The Federal Reserve cut interest rates on Wednesday for a second time this year, despite officials having only a partial view of how the economy is faring because of the government shutdown.
The central bank voted to lower borrowing costs by a quarter of a percentage point as the lapse in funding for the government stretched into its fifth week. Until lawmakers reach a deal, the Bureau of Labor Statistics and other agencies have stopped collecting, analyzing and publishing official statistics tracking the jobs market, consumer prices, spending and a range of other metrics.
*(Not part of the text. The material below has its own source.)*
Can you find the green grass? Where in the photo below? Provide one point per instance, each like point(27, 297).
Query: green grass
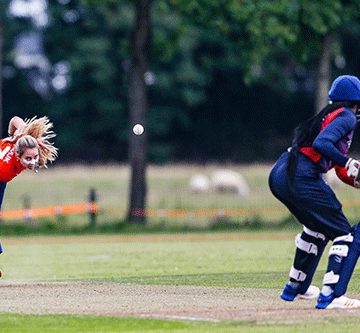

Wednesday’s decision brought interest rates below 4 percent for the first time since late 2022. But it was a divisive vote, with two officials dissenting for different reasons. Stephen I. Miran, the newest member of the Fed’s Board of Governors, voted for a larger, half-point reduction, like he did in September. Jeffrey R. Schmid, president of the Federal Reserve Bank of Kansas City, wanted the Fed to instead hold interest rates steady at the previous level of 4 percent to 4.25 percent. This is the first time Fed officials have dissented in opposite directions since September 2019, when the committee voted to cut rates by a quarter point.
Wednesday’s split underscores the challenge the Fed faces going forward as it looks toward its next meeting, in December, and whether to cut a third time this year, as most officials had previously forecast.
Jerome H. Powell, the Fed’s chair, said that there were “strongly differing views about how to proceed in December” and that a cut was “far from” a foregone conclusion.